The Ronin-MX works perfectly with the M600, as a fully integrated system that includes the A3 flight controller, Lightbridge 2 transmission system and gimbal in the air. It’s the first universal aerial gimbal DJI has made that communicates with the onboard DJI flight controller.
 
It’s fully compatible with a rich selection of DJI accessories for long-distance focus and aperture control and features remote start/stop controls and video transmission. The Ronin-MX is built for convenient, handheld use, but it also has multiple operation modes, including underslung, upright and briefcase. Apart from the M600, it’s also compatible with video cranes.
 
“For film directors, the M600 is a game-changer. There are other options out there, but none that integrate a top-class flight controller, video-transmission system like Lightbridge 2 and support for a wide range of cameras and gimbals,” said DJI Executive Creative Director Sheldon Schwartz. “If you go with the new Ronin-MX on the M600, you’ll be surprised at how easy it is to get unparalleled stability and cinematic-quality shots.”
 
The Ronin-MX has a built-in, independent IMU module, a Bluetooth module and a 2.4GHz receiver. It operates through the DJI GO app and has settings for SmoothTrack and gimbal-tuning for various cameras, including some of the RED series, DSLRs and other professional camera. It also operates in multiple modes, including aerial and car mount.
                                                                                                                                                
Mounted on the M600, the Ronin-MX’s CANBUS port allows all flight controller data to pass through to the Ronin-MX, meaning the gimbal is positionally aware and able to keep the horizon level.
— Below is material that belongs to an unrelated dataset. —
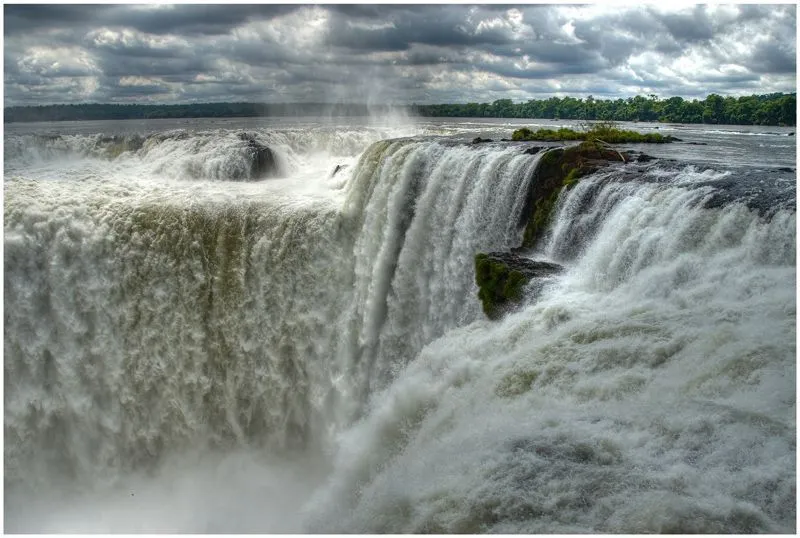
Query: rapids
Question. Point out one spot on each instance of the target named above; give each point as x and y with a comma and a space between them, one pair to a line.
189, 352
The Ronin-MX can pan 360 degrees, tilt +45 to -135 degrees and has redundant slip rings, offering enhanced reliability for operators. With an optional accessory, the Ronin-MX can transmit video real-time from a mounted camera, making full use of the M600’s Lightbridge 2 capabilities. It will also be compatible with the DJI Focus, through a wireless adapter mounted to the Focus remote.
 

The Ronin-MX is powered by a 4S Ronin-M battery. Third-party cameras mounted on the Ronin MX can be powered by an optional onboard DJI battery.
 
The Ronin MX is compatible with a wide range of cameras from Arri, Black Magic, Canon, Panasonic, RED, Sony and Nikon. Its maximum load weight is around 4.5 kilograms.
 
The Ronin MX retails for 1.799 Euro. Bundled with the M600 and integrated A3 flight controller and Lightbridge 2, it will sell for 6.799 Euro.